Filter CGNAT IPs from Log

jan ohms

1/30/24, 1:03 PM

I want to identify heaavy users on a web API I would like to ignore CGNAT IPs . I looked at https://www.rfc-editor.org/rfc/rfc6598 Is this mandatory or can an ISP use any given IP ?

Is there a List of IP Adresses used for CGNAT ?

thanks

2 + 0

nat

logging

web-server

isp

Score:1

Server

Ron Maupin

1/30/24, 1:31 PM

Some ISPs use addresses from the Private address ranges (10.0.0.0/8, 172,16.0.0.0/12, or more rarely 192.168.0.0/16), but IANA has set aside Shared address space (100.64.0.0.0/10) for CGN.

As a business, you will not see any CGN addresses, just like you will not see any home user Private addresses. ISPs use NAPT, just like a home user does, to hide multiple Private or Shared addresses behind public addresses that the ISPs own.

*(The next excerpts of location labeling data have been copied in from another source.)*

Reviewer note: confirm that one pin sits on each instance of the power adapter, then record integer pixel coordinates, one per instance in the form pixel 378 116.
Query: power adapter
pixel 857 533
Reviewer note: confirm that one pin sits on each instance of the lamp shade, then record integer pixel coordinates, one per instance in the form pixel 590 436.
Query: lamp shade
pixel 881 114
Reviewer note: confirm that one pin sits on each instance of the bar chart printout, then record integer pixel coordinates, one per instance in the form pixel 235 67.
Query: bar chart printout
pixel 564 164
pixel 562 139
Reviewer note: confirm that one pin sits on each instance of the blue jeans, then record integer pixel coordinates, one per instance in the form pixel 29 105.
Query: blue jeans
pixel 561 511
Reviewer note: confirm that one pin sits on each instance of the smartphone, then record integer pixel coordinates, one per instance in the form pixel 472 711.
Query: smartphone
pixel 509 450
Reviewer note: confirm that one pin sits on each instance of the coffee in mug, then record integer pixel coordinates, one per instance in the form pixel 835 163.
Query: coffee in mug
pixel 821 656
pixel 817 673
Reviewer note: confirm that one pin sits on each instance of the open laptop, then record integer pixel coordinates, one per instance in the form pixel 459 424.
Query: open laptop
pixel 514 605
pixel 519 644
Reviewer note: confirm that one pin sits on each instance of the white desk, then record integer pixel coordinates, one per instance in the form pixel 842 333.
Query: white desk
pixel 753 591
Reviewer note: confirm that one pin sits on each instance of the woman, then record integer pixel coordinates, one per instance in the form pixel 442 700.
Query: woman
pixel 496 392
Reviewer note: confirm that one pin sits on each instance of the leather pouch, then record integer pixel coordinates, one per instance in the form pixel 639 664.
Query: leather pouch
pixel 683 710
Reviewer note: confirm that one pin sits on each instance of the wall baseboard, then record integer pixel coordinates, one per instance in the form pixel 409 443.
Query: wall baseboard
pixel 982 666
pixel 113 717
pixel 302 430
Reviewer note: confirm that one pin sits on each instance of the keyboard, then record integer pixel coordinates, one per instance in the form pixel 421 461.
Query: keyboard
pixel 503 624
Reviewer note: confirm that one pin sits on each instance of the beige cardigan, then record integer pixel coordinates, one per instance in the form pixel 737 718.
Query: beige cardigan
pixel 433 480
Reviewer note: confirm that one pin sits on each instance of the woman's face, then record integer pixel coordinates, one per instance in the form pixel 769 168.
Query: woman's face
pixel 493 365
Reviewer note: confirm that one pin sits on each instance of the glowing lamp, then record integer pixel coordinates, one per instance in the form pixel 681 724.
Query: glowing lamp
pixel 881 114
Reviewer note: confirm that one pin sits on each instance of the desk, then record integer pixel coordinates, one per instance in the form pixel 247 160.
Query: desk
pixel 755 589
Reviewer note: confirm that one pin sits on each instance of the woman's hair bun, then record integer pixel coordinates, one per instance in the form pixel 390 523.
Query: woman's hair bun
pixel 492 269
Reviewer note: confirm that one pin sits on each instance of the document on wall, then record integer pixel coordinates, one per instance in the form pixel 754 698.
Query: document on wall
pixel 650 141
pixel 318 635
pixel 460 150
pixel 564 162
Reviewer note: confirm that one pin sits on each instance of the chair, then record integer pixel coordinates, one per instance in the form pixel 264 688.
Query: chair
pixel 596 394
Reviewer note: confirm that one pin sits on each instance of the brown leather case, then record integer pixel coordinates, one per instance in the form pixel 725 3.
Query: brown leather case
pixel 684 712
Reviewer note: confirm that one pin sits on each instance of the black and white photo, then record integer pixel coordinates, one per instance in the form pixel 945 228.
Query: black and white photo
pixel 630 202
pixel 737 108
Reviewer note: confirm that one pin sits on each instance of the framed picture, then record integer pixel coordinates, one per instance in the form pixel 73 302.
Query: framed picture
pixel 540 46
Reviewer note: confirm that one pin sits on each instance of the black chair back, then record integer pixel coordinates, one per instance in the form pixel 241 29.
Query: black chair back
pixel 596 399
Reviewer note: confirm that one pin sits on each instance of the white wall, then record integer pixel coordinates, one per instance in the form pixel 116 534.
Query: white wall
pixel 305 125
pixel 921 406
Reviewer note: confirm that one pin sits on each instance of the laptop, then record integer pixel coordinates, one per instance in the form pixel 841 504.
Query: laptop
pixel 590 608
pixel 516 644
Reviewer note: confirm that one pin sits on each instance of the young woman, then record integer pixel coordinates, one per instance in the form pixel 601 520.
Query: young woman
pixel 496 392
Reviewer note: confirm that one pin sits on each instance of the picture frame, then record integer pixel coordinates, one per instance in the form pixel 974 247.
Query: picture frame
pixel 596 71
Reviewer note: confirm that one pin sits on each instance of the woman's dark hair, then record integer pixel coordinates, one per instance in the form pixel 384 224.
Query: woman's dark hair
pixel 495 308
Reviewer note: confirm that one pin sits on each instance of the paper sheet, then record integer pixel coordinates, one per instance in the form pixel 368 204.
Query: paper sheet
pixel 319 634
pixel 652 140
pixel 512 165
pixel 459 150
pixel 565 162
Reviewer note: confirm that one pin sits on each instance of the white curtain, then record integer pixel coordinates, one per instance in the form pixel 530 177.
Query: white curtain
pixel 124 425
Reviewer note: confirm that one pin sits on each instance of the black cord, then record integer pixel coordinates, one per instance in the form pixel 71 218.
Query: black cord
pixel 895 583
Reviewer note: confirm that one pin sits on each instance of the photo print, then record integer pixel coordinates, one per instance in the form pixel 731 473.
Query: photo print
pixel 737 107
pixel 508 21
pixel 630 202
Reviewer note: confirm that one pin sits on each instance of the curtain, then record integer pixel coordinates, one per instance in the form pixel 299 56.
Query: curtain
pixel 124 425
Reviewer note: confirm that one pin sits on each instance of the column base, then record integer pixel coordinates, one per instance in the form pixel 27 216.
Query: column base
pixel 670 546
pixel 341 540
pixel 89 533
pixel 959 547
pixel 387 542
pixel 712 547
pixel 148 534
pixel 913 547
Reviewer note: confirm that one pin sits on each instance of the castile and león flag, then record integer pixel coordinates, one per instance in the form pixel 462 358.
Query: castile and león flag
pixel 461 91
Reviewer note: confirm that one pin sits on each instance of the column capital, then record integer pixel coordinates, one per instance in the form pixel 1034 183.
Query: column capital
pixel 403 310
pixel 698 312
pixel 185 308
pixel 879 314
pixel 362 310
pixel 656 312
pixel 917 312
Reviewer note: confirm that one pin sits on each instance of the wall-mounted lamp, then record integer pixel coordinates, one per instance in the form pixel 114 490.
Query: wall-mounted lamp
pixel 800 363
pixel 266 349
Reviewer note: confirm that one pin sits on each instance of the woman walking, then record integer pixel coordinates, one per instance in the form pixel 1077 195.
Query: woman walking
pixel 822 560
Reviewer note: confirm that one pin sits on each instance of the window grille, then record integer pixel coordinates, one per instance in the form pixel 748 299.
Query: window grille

You really have no way to detect if a packet is originally sourced from a Private or Shared address because NAPT used by CGN replaces the original source address with a public address.

+ 0

Score:0

Server

ewwhite

1/30/24, 1:12 PM

The Carrier-Grade NAT (CGNAT) IP allocation is represented by the following CIDR address:

100.64.0.0/10

You can use that expression for your log filter.

+ 0

Elon Musk

I sit in a Tesla and translated this thread with Ai:

EN: Filter CGNAT IPs from Log

Post an answer

Most people don’t grasp that asking a lot of questions unlocks learning and improves interpersonal bonding. In Alison’s studies, for example, though people could accurately recall how many questions had been asked in their conversations, they didn’t intuit the link between questions and liking. Across four studies, in which participants were engaged in conversations themselves or read transcripts of others’ conversations, people tended not to realize that question asking would influence—or had influenced—the level of amity between the conversationalists.